A Nanopass framework for Zig

joelreymont · June 12, 2025, 11:00am

I’m trying to implement the Nanopass framework in Zig which requires extending union (enum) among other things. I took a stab at it below but is there a better way to do it?

Is there a way to make L2 show as nanopass.L2 instead of nanopass.extend(nanopass.L1,nanopass.L2__union_19543)?

Last but not least, unlike enum fields, union fields have an extra alignment field. I’m concerned that the values may become invalid if I just concatenate the two sets of union fields.
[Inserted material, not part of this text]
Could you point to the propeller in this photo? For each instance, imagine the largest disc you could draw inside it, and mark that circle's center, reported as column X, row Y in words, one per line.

Do I need to recalculate it for my new composite union L2 and how if so?

const std = @import("std");

pub const L1 = union(enum) {
    a: usize,
    b: usize,
};

pub const L2 = extend(L1, union(enum) {
    c: usize,
});

pub fn extend(Src: type, Dst: type) type {
    const src = @typeInfo(Src).@"union";
    const dst = @typeInfo(Dst).@"union";
    const src_len = src.fields.len;
    const dst_len = dst.fields.len;
    var enum_fields: [src_len + dst_len]std.builtin.Type.EnumField = undefined;
    inline for (src.fields, 0..) |field, i| {
        enum_fields[i] = .{ .name = field.name, .value = i };
    }
    inline for (dst.fields, src_len..) |field, i| {
        enum_fields[i] = .{ .name = field.name, .value = i };
    }
    const fields = src.fields ++ dst.fields;
    const dst_enum = @Type(.{
        .@"enum" = .{
            .tag_type = std.math.IntFittingRange(0, fields.len - 1),
            .fields = &enum_fields,
            .decls = &.{},
            .is_exhaustive = true,
        },
    });
    return @Type(.{
        .@"union" = .{
            .decls = &.{},
            .layout = .auto,
            .tag_type = dst_enum,
            .fields = src.fields ++ dst.fields,
        },
    });
}

// ❯ zig run nanopass.zig
// nanopass.extend(nanopass.L1,nanopass.L2__union_19543){ .a = 10 }
// nanopass.L1{ .a = 10 }%

pub fn main() void {
    std.debug.print("{}\n{}", .{ L2{ .a = 10 }, L1{ .a = 10 } });
}

To complete the framework, I’ll need to give users the ability to delete arms of the union.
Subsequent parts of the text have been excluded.